Nixon resigned before he could be impeached. Republicans in Congress were as angry as Democrats.

Nixon had a sense of shame. He resigned rather than be impeached. Trump has no sense of shame.

But all that pales compared to what is happening now. Trump has nominated a long list of completely unqualified people to run major Departments of the federal government. He has started a purge of the FBI, intending to oust anyone who participated in investigating him or the January 6 insurrection.

He has given free access to Elon Musk to enter every Department, copy its files, and fire any career employee who stands in his way.

Bill Kristol, once a conservative stalwart and editor of The Weekly Standard, now writes for The Bulwark, which sees Trump as the sociopath he is.

Kristol writes:

by William Kristol

In disregard of the rule of law, he knowingly misused the executive power by interfering with agencies of the executive branch, including the Federal Bureau of Investigation . . . in violation of his duty to take care that the laws be faithfully executed.

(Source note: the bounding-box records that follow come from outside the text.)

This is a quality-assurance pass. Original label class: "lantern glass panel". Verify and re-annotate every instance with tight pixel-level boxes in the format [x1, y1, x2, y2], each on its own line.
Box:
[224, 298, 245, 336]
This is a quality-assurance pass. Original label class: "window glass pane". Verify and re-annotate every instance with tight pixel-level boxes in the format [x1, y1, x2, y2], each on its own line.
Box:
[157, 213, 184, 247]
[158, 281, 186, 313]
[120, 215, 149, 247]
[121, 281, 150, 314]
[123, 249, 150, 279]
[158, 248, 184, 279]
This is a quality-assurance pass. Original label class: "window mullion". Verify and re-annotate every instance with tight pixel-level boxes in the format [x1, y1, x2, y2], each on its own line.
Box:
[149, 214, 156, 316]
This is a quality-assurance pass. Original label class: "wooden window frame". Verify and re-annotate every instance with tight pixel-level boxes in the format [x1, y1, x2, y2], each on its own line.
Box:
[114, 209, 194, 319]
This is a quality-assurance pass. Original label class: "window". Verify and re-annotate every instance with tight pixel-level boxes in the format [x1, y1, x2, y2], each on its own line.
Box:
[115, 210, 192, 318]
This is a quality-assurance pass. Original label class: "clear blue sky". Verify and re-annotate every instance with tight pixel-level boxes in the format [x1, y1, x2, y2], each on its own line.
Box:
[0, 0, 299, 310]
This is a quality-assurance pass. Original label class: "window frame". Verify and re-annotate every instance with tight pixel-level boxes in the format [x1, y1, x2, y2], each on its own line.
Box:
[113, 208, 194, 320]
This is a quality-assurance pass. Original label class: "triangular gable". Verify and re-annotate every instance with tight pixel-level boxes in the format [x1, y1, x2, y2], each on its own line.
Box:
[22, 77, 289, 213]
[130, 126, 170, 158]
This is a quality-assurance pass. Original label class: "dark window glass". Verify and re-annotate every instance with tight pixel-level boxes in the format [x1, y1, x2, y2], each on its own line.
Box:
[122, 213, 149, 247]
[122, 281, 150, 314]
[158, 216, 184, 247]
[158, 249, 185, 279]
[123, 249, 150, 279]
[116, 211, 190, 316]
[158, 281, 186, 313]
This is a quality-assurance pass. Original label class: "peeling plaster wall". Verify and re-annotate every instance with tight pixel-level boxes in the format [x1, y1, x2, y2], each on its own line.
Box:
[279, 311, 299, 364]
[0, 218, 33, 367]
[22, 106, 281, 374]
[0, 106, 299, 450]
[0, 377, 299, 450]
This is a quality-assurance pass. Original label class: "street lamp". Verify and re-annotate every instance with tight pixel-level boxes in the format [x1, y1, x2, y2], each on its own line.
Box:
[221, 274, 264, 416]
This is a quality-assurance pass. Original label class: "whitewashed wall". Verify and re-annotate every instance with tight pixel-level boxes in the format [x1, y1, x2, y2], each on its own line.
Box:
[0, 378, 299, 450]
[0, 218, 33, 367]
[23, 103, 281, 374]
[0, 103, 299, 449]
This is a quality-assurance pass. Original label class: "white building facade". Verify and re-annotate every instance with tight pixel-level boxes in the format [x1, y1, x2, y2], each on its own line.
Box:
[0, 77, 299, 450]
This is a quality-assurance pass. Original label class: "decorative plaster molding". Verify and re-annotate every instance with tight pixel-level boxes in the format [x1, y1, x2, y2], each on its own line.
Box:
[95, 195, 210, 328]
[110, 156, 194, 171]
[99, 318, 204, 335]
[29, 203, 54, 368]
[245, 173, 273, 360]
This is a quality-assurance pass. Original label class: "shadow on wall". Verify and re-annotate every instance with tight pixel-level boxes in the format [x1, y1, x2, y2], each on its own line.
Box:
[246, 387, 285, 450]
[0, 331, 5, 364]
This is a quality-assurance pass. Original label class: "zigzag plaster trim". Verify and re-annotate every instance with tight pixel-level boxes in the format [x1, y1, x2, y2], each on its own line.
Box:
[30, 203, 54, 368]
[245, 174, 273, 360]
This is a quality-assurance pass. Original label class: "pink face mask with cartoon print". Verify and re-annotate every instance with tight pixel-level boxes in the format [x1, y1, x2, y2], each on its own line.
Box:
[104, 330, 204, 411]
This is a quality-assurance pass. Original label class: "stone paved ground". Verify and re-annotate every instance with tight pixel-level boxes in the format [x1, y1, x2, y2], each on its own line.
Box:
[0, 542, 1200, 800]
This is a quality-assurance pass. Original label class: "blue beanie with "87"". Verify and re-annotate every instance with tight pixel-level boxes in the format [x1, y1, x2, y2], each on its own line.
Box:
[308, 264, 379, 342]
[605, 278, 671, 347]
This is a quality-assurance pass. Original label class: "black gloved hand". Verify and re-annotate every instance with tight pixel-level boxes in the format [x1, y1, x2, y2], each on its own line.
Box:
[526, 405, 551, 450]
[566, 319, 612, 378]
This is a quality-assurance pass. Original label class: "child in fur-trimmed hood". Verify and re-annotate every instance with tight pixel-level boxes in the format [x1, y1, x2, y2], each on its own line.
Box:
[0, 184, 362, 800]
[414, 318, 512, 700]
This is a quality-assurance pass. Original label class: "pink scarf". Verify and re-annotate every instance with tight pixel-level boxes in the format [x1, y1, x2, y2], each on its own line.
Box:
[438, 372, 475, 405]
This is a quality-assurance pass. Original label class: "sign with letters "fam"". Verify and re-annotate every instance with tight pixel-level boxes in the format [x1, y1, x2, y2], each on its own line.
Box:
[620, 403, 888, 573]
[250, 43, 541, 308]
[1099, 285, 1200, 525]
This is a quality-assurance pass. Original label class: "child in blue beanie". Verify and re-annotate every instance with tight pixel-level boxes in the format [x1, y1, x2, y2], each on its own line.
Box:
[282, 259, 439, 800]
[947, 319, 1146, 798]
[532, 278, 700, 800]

In all of this, Richard M. Nixon has acted in a manner contrary to his trust as President and subversive of constitutional government, to the great prejudice of the cause of law and justice and to the manifest injury of the people of the United States.

Article II, section 5, of the Articles of Impeachment Adopted by the House of Representatives Committee on the Judiciary, July 27, 1974

Half a century ago Congress, the courts, other key institutions within and outside of the government, and the American public, faced an assault launched by President Richard Nixon and his henchmen to the constitutional order and the rule of law.

They defeated it.

Today, we face a crisis greater than Watergate.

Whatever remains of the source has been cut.